2. Cooper hereby releases Evertz with respect to any and all claims that he could have brought in any proceeding against Evertz for infringement of any existing patent presently or formerly owned or controlled by him or by any company owned or controlled by him or that might hereafter revert to him ("Cooper Patent"), with respect to any past, present or future products, methods, services, or systems of Evertz that previously, currently, or in the future are made, used, sold, offered for sale, imported or exported by Evertz.
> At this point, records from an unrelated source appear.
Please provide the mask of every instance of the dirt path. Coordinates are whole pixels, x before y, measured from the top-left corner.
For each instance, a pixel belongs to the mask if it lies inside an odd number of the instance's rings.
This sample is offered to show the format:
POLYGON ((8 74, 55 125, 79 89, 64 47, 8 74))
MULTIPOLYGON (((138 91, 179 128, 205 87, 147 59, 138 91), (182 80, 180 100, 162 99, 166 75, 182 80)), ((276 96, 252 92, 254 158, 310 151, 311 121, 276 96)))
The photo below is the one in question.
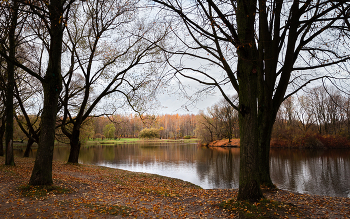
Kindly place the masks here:
MULTIPOLYGON (((4 163, 3 157, 0 162, 4 163)), ((158 175, 54 162, 54 184, 66 190, 57 189, 38 196, 35 188, 19 189, 29 181, 34 160, 15 158, 15 162, 15 167, 0 166, 0 218, 237 218, 235 212, 218 206, 234 198, 235 189, 204 190, 158 175), (23 191, 27 191, 29 197, 24 196, 23 191)), ((275 218, 346 218, 350 215, 348 198, 282 190, 265 195, 302 210, 300 215, 279 212, 275 218)))

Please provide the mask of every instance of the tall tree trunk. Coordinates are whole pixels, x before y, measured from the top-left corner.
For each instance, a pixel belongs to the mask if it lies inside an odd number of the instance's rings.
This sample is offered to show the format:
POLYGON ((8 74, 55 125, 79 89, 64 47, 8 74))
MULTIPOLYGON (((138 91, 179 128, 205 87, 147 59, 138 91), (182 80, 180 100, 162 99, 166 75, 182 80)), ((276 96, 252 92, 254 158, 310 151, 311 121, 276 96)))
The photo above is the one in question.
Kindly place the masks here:
POLYGON ((273 111, 266 109, 262 110, 259 118, 259 180, 261 185, 269 188, 275 188, 270 177, 270 141, 274 118, 273 111))
POLYGON ((55 144, 55 125, 58 96, 62 90, 61 50, 62 15, 61 1, 50 1, 50 51, 49 64, 43 81, 44 107, 41 115, 41 132, 35 164, 30 177, 30 185, 51 185, 52 159, 55 144))
POLYGON ((258 201, 263 195, 260 189, 258 168, 258 120, 256 75, 251 62, 238 61, 239 74, 239 131, 240 169, 238 200, 258 201))
POLYGON ((79 152, 80 152, 79 137, 80 137, 80 127, 73 128, 73 132, 70 138, 70 153, 69 153, 68 163, 78 163, 79 152))
MULTIPOLYGON (((9 57, 15 59, 16 56, 16 26, 18 4, 14 0, 11 7, 11 26, 9 31, 9 57)), ((6 165, 15 165, 13 156, 13 90, 15 84, 15 65, 11 61, 7 61, 7 92, 6 92, 6 131, 5 131, 5 147, 6 147, 6 165)))
POLYGON ((237 1, 239 131, 241 137, 238 200, 263 197, 258 168, 258 52, 255 45, 256 0, 237 1))
POLYGON ((33 145, 34 142, 35 142, 34 139, 32 139, 32 138, 28 139, 27 147, 26 147, 26 150, 24 152, 23 157, 29 157, 29 153, 30 153, 30 151, 32 149, 32 145, 33 145))
POLYGON ((1 127, 0 127, 0 156, 4 156, 4 134, 5 134, 5 122, 6 122, 6 117, 3 116, 1 118, 1 127))

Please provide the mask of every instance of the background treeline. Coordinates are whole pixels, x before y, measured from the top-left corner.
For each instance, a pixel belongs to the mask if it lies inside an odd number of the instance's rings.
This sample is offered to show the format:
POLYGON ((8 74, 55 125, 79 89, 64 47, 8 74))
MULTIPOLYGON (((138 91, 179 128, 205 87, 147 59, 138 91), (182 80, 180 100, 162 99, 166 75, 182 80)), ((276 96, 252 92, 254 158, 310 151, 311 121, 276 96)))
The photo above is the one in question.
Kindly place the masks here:
MULTIPOLYGON (((34 118, 34 116, 31 116, 34 118)), ((165 114, 165 115, 143 115, 127 114, 89 117, 82 126, 80 141, 88 139, 115 139, 115 138, 138 138, 144 129, 157 129, 159 138, 179 139, 196 136, 197 115, 194 114, 165 114)), ((36 118, 36 117, 35 117, 36 118)), ((17 141, 27 140, 27 136, 21 130, 23 116, 19 116, 14 125, 14 139, 17 141)), ((40 120, 40 118, 39 118, 40 120)), ((57 122, 57 127, 60 123, 57 122)), ((56 140, 69 143, 69 139, 62 133, 60 128, 56 129, 56 140)))
MULTIPOLYGON (((30 118, 36 123, 40 121, 37 116, 30 118)), ((28 139, 23 132, 23 120, 23 116, 17 117, 14 126, 18 141, 28 139)), ((80 140, 138 138, 142 137, 142 130, 148 129, 155 130, 155 136, 161 139, 195 137, 202 143, 209 143, 239 138, 238 113, 225 100, 220 100, 197 115, 90 117, 82 126, 80 140)), ((272 137, 272 147, 349 147, 350 96, 334 87, 319 86, 288 98, 278 111, 272 137)), ((69 143, 60 129, 56 131, 56 138, 69 143)))
POLYGON ((159 138, 178 139, 195 136, 196 115, 113 115, 92 118, 91 125, 94 138, 137 138, 142 130, 154 128, 159 138))
MULTIPOLYGON (((239 138, 238 113, 222 100, 197 117, 202 142, 239 138)), ((291 96, 280 107, 271 147, 350 147, 350 96, 333 86, 318 86, 291 96)))
POLYGON ((350 147, 350 96, 319 86, 286 99, 273 130, 274 147, 350 147))

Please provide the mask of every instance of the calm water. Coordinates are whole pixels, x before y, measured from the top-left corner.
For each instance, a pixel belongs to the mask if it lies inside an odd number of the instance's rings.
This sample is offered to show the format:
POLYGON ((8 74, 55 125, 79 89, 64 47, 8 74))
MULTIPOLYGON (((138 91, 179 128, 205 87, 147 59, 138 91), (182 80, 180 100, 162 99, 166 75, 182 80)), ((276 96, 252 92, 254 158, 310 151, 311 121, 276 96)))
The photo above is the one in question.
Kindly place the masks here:
MULTIPOLYGON (((68 156, 68 147, 55 148, 54 159, 67 161, 68 156)), ((79 162, 174 177, 205 189, 238 188, 238 148, 174 143, 96 146, 82 148, 79 162)), ((350 197, 350 150, 274 149, 270 162, 278 188, 350 197)))

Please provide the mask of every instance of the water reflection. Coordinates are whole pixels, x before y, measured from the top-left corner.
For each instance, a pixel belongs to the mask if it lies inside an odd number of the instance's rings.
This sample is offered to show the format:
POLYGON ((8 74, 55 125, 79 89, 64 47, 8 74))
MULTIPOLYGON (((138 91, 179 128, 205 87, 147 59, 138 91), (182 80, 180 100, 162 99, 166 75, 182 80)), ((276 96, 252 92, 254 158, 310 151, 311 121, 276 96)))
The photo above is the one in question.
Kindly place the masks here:
POLYGON ((349 150, 272 150, 271 178, 279 188, 350 197, 349 150))
MULTIPOLYGON (((33 150, 31 156, 35 154, 33 150)), ((54 159, 67 161, 68 156, 68 147, 55 148, 54 159)), ((96 146, 82 148, 79 162, 179 178, 206 189, 238 188, 238 148, 174 143, 96 146)), ((270 162, 272 180, 279 188, 350 197, 350 150, 274 149, 270 162)))

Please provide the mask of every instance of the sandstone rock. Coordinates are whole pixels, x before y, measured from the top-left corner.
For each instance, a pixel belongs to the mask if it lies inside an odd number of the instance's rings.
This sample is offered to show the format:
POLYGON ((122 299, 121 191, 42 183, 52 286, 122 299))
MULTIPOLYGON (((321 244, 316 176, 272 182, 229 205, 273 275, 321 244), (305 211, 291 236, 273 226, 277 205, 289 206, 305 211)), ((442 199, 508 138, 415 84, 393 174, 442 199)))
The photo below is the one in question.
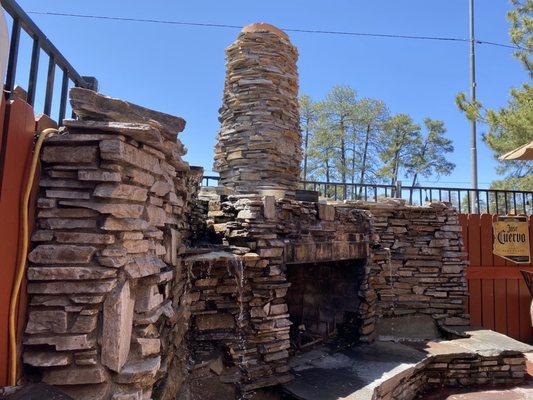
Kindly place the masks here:
POLYGON ((37 230, 31 235, 32 242, 49 242, 54 238, 54 232, 47 230, 37 230))
POLYGON ((58 243, 113 244, 115 236, 101 233, 55 232, 58 243))
POLYGON ((463 270, 464 267, 461 265, 444 265, 442 267, 443 274, 460 274, 463 270))
POLYGON ((144 202, 148 196, 148 191, 138 186, 126 185, 123 183, 100 183, 94 189, 93 195, 95 197, 109 199, 144 202))
POLYGON ((128 282, 119 285, 104 302, 102 364, 119 372, 130 351, 134 300, 128 282))
POLYGON ((44 197, 39 197, 37 199, 37 207, 39 208, 53 208, 56 206, 56 199, 47 199, 44 197))
POLYGON ((335 207, 330 204, 318 203, 318 216, 323 221, 335 220, 335 207))
POLYGON ((98 148, 95 146, 46 146, 41 160, 48 163, 92 164, 96 162, 98 148))
POLYGON ((152 226, 164 226, 167 222, 167 213, 165 210, 155 207, 146 207, 146 219, 152 226))
POLYGON ((150 188, 150 192, 155 193, 156 195, 163 197, 168 192, 170 192, 173 187, 166 181, 157 181, 150 188))
POLYGON ((28 336, 24 339, 27 345, 50 345, 54 346, 57 351, 85 350, 92 349, 96 346, 94 338, 89 335, 40 335, 28 336))
POLYGON ((125 168, 124 174, 131 179, 132 183, 137 183, 142 186, 150 187, 155 182, 155 177, 137 168, 125 168))
POLYGON ((98 262, 103 265, 104 267, 111 267, 111 268, 120 268, 123 265, 126 265, 128 262, 128 257, 98 257, 98 262))
POLYGON ((64 119, 63 125, 81 131, 96 130, 103 132, 118 133, 132 138, 136 142, 162 145, 163 138, 159 130, 149 124, 135 122, 115 121, 86 121, 77 119, 64 119))
POLYGON ((64 294, 89 294, 107 293, 116 285, 115 279, 87 282, 41 282, 28 284, 28 293, 64 293, 64 294))
POLYGON ((95 201, 60 201, 64 206, 84 207, 116 218, 139 218, 144 206, 140 204, 98 203, 95 201))
POLYGON ((44 229, 93 229, 96 228, 96 220, 81 218, 46 218, 39 221, 44 229))
POLYGON ((26 333, 65 333, 67 313, 62 310, 30 310, 26 333))
MULTIPOLYGON (((70 203, 70 201, 66 201, 70 203)), ((98 213, 85 208, 49 208, 40 210, 39 218, 94 218, 98 213)))
POLYGON ((130 390, 127 392, 115 392, 111 400, 144 400, 142 390, 130 390))
POLYGON ((239 213, 237 214, 237 218, 239 219, 255 219, 257 217, 258 215, 256 213, 246 209, 239 211, 239 213))
POLYGON ((122 180, 122 176, 120 173, 112 171, 79 170, 78 179, 81 181, 120 182, 122 180))
POLYGON ((235 327, 235 318, 230 314, 197 315, 195 322, 199 331, 233 329, 235 327))
POLYGON ((111 384, 108 382, 91 385, 59 386, 62 392, 74 400, 108 400, 110 388, 111 384))
POLYGON ((122 246, 128 254, 147 253, 151 247, 151 242, 148 240, 124 240, 122 246))
POLYGON ((162 315, 169 319, 174 319, 175 312, 170 300, 164 302, 159 307, 142 314, 135 314, 133 320, 135 325, 155 324, 162 315))
MULTIPOLYGON (((98 311, 92 315, 82 315, 78 314, 73 317, 74 322, 72 323, 69 332, 71 333, 91 333, 98 326, 98 311)), ((77 363, 79 364, 79 363, 77 363)))
POLYGON ((159 356, 128 362, 115 380, 118 383, 135 383, 146 378, 154 378, 160 366, 161 357, 159 356))
POLYGON ((69 353, 25 350, 22 361, 32 367, 59 367, 71 364, 72 356, 69 353))
POLYGON ((143 276, 157 274, 165 267, 165 264, 153 255, 134 255, 131 261, 127 263, 124 270, 133 278, 142 278, 143 276))
POLYGON ((159 159, 120 140, 100 142, 100 157, 104 160, 119 161, 143 169, 155 175, 162 175, 159 159))
POLYGON ((43 374, 43 382, 49 385, 95 384, 105 382, 106 379, 108 376, 102 366, 47 369, 43 374))
POLYGON ((90 193, 81 192, 76 190, 46 190, 46 197, 57 198, 57 199, 80 199, 88 200, 91 198, 90 193))
POLYGON ((148 228, 148 222, 143 219, 108 217, 102 224, 106 231, 143 231, 148 228))
POLYGON ((41 178, 39 186, 46 188, 90 189, 92 184, 89 182, 80 182, 76 179, 41 178))
POLYGON ((42 244, 33 249, 28 259, 36 264, 86 264, 95 251, 92 246, 42 244))
POLYGON ((70 299, 74 303, 83 303, 83 304, 100 304, 104 301, 103 295, 94 295, 94 296, 70 296, 70 299))
POLYGON ((185 128, 185 120, 169 114, 101 95, 92 90, 74 87, 70 89, 70 103, 74 112, 85 119, 131 121, 145 123, 161 131, 165 137, 175 140, 185 128))
POLYGON ((135 312, 143 313, 157 307, 164 300, 157 285, 141 286, 135 296, 135 312))
POLYGON ((141 349, 141 355, 143 357, 159 354, 161 349, 160 339, 137 338, 136 341, 141 349))
POLYGON ((114 278, 116 274, 116 270, 102 268, 98 265, 28 268, 30 281, 105 279, 114 278))
POLYGON ((276 218, 276 198, 274 196, 263 197, 263 213, 266 219, 276 218))

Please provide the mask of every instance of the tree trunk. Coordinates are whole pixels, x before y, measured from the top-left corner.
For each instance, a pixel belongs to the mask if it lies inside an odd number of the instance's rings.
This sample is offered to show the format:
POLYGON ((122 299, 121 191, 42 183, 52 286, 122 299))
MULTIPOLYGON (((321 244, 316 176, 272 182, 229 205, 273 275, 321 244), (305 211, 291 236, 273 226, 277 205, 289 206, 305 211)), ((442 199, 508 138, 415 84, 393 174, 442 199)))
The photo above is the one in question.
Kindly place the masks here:
MULTIPOLYGON (((307 122, 307 125, 309 125, 309 121, 307 122)), ((307 146, 309 143, 309 128, 305 128, 305 141, 304 141, 304 181, 307 180, 307 146)), ((305 189, 305 188, 304 188, 305 189)))
MULTIPOLYGON (((427 148, 428 148, 428 138, 426 137, 426 139, 424 140, 424 146, 422 146, 422 153, 421 153, 421 156, 420 156, 420 159, 421 160, 425 160, 426 159, 426 151, 427 151, 427 148)), ((411 187, 415 187, 416 185, 416 179, 418 178, 418 172, 415 172, 414 176, 413 176, 413 183, 411 184, 411 187)), ((410 193, 409 193, 409 203, 413 203, 413 189, 411 189, 410 193)))
POLYGON ((324 197, 328 197, 329 191, 329 155, 326 158, 326 187, 324 188, 324 197))
POLYGON ((345 137, 345 128, 344 120, 341 119, 341 180, 342 183, 346 183, 346 137, 345 137))
POLYGON ((413 204, 413 189, 416 185, 416 178, 418 177, 418 173, 415 172, 415 175, 413 176, 413 183, 411 184, 411 190, 409 192, 409 204, 413 204))
POLYGON ((366 127, 366 135, 365 135, 365 147, 363 150, 363 163, 361 164, 361 180, 359 183, 361 186, 359 187, 359 196, 363 193, 363 183, 365 181, 365 173, 366 173, 366 159, 368 155, 368 142, 370 141, 370 125, 367 125, 366 127))

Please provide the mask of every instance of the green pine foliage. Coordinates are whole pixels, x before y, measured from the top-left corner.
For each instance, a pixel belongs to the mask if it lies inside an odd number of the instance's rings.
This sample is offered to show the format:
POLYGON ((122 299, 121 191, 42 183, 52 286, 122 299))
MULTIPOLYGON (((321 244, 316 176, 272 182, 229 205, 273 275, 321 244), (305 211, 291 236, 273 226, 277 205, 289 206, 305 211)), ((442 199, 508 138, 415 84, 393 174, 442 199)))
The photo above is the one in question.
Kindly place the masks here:
MULTIPOLYGON (((450 174, 455 165, 442 121, 427 118, 425 133, 407 114, 391 116, 381 100, 336 86, 322 101, 300 98, 304 180, 389 183, 450 174)), ((361 195, 361 190, 359 195, 361 195)))

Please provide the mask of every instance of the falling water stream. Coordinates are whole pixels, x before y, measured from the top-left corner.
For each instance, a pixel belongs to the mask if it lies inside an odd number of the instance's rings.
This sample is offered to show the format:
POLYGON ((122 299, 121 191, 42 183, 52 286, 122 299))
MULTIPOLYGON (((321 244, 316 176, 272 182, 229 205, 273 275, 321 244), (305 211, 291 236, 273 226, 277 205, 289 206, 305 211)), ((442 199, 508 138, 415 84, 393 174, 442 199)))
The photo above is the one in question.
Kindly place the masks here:
POLYGON ((389 248, 386 248, 385 251, 387 252, 387 262, 389 264, 389 286, 390 286, 390 294, 391 294, 391 330, 390 330, 390 338, 394 340, 394 318, 396 317, 396 293, 394 290, 394 272, 393 272, 393 266, 392 266, 392 260, 391 260, 391 251, 389 248))
MULTIPOLYGON (((245 339, 245 332, 244 332, 244 265, 242 263, 241 259, 232 259, 231 260, 231 266, 233 267, 234 271, 233 273, 229 271, 230 275, 233 275, 235 277, 235 283, 237 285, 237 302, 239 304, 239 313, 237 314, 237 337, 239 341, 239 345, 237 346, 238 351, 240 352, 240 361, 239 361, 239 369, 243 374, 246 373, 246 367, 248 364, 248 361, 246 360, 246 339, 245 339)), ((239 400, 245 400, 246 394, 240 393, 239 400)))

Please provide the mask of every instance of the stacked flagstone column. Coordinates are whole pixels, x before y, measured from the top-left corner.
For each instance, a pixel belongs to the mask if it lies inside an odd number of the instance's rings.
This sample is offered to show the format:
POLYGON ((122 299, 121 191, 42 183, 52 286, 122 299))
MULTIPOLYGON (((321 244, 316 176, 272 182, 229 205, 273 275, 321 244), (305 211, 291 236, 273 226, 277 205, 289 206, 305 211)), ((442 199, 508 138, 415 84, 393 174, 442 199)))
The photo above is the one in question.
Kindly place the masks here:
POLYGON ((70 96, 83 119, 64 121, 41 156, 24 363, 75 398, 149 399, 198 181, 176 137, 185 121, 86 89, 70 96))
POLYGON ((221 185, 281 196, 297 188, 302 157, 297 58, 288 36, 268 24, 245 27, 226 49, 214 167, 221 185))

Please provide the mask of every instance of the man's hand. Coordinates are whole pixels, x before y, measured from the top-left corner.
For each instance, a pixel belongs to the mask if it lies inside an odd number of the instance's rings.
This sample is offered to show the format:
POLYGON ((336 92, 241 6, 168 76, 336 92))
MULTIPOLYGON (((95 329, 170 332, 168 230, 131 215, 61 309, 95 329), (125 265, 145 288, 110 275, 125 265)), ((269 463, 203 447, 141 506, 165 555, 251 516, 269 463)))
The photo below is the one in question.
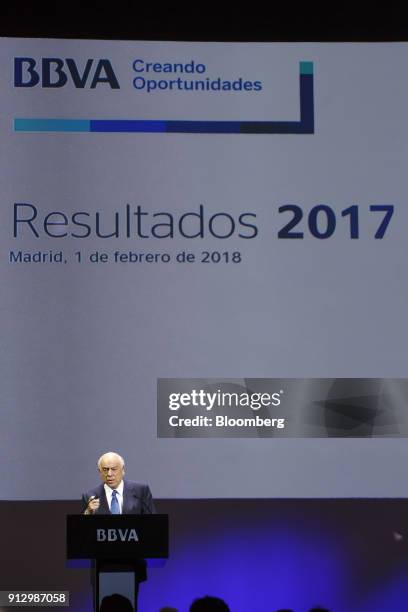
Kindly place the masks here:
POLYGON ((88 505, 85 510, 85 514, 94 514, 94 512, 99 508, 101 502, 99 497, 92 495, 92 497, 88 500, 88 505))

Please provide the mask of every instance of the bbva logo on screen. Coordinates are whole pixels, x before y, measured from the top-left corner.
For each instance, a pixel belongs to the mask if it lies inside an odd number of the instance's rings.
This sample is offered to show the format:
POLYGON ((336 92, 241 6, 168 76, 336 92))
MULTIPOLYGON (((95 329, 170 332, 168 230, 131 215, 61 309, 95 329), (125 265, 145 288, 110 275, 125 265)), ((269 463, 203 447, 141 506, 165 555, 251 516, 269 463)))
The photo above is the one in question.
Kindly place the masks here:
POLYGON ((108 59, 88 59, 77 66, 72 58, 33 57, 14 58, 14 87, 64 87, 72 83, 77 89, 95 89, 108 84, 120 89, 119 81, 108 59))

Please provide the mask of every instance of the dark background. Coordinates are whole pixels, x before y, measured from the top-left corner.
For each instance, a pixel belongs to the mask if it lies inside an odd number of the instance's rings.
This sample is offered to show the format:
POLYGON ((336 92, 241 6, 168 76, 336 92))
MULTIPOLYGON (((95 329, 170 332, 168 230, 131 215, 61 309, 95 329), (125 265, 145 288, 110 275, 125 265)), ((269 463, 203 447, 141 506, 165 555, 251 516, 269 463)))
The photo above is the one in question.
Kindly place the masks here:
POLYGON ((407 40, 404 3, 5 2, 2 36, 225 41, 407 40), (225 8, 224 8, 225 7, 225 8))

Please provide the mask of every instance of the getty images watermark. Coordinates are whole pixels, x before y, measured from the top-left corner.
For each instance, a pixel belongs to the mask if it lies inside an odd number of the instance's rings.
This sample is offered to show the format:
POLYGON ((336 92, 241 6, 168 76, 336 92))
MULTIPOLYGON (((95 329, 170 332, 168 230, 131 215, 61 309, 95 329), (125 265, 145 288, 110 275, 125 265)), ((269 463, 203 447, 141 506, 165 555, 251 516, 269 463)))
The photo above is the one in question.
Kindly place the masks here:
MULTIPOLYGON (((262 407, 280 406, 281 394, 279 393, 229 393, 217 389, 214 393, 204 389, 192 389, 190 393, 170 393, 169 409, 180 410, 181 407, 195 406, 212 411, 214 408, 245 407, 251 410, 260 410, 262 407)), ((171 427, 285 427, 284 418, 267 418, 258 414, 253 417, 231 417, 218 414, 214 417, 207 415, 196 415, 194 417, 181 417, 171 415, 169 417, 171 427)))
POLYGON ((161 378, 159 438, 408 437, 408 379, 161 378))
POLYGON ((160 379, 159 437, 258 437, 283 430, 284 390, 255 391, 238 381, 160 379))

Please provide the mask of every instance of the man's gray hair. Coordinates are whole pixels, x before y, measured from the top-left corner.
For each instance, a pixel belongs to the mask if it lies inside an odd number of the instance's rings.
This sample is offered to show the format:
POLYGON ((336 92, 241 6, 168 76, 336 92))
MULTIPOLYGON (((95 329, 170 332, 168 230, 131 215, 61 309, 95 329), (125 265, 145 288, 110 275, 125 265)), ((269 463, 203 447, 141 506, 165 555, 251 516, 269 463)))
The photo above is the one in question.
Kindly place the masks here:
POLYGON ((119 459, 119 462, 122 466, 122 468, 125 467, 125 460, 123 457, 121 457, 119 455, 119 453, 115 453, 114 451, 108 451, 107 453, 103 453, 103 455, 101 455, 98 459, 98 470, 101 471, 101 463, 104 457, 106 457, 106 455, 115 455, 115 457, 117 457, 119 459))

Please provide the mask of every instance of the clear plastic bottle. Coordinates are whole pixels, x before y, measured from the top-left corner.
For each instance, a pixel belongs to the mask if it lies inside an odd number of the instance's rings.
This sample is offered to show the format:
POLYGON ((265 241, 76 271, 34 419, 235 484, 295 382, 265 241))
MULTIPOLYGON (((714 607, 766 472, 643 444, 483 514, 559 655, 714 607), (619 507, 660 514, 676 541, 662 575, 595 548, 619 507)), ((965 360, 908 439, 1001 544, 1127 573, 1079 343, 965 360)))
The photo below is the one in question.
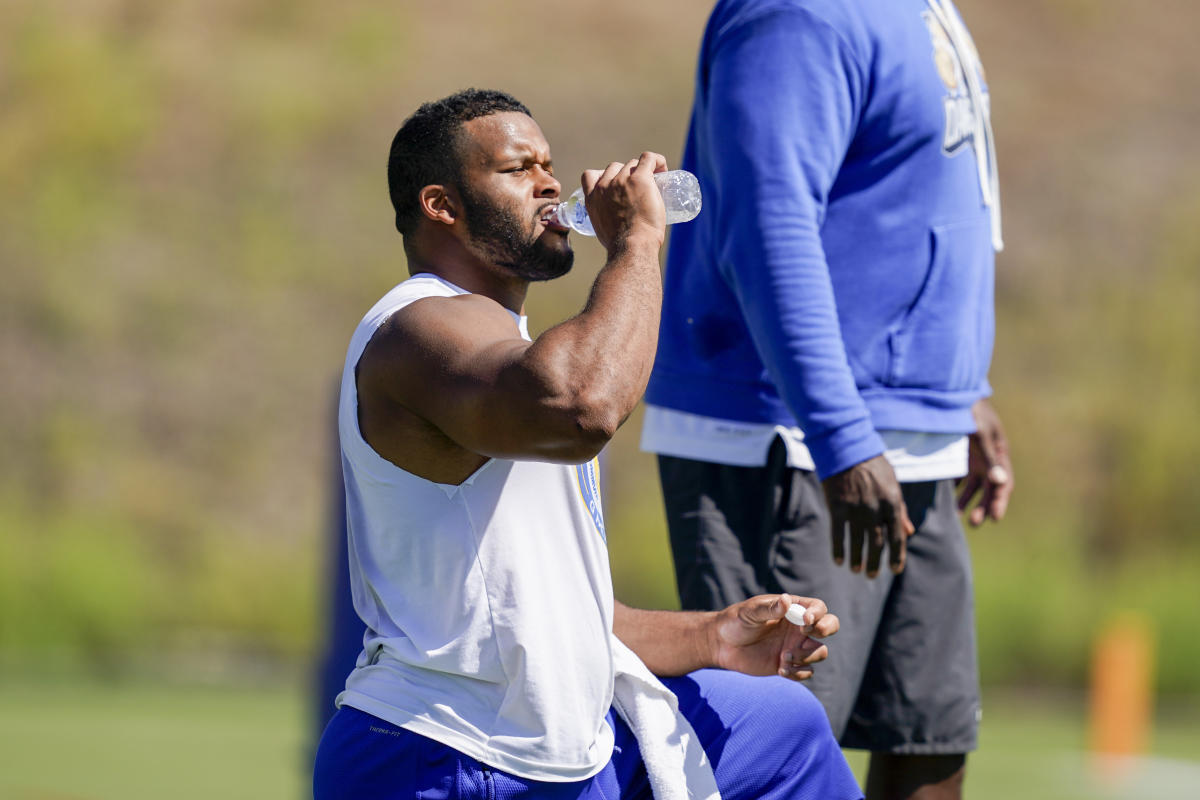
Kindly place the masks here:
MULTIPOLYGON (((667 208, 667 224, 687 222, 700 213, 700 181, 684 169, 673 169, 654 175, 654 182, 662 192, 663 205, 667 208)), ((559 203, 555 211, 559 224, 584 236, 595 236, 596 230, 588 219, 587 206, 583 202, 583 188, 576 189, 566 202, 559 203)))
Id. ¶ 2. The second is a covenant in paragraph 4:

4. Cooper hereby covenants that neither he nor any company owned or controlled by him will bring suit, initiate any proceeding or otherwise assert any claim, assist voluntarily in the prosecution of any claim, or receive or direct to any third party any payments arising from the prosecution or settlement of any claim, apart from payments arising from the Licensing Agreements, against Evertz or its affiliates or its affiliates, customers, distributors, resellers, OEMs or end-users of its past or current products, methods, services or systems before any court or administrative agency in any country in the world, based upon or arising out of any Cooper Patent.

Id. ¶ 4. Reading these provisions together, in paragraph 4 Cooper covenants not to bring lawsuits "based upon or arising out of any Cooper Patent," and "Cooper Patent" is defined in paragraph 2 as "any existing patent" meeting certain criteria.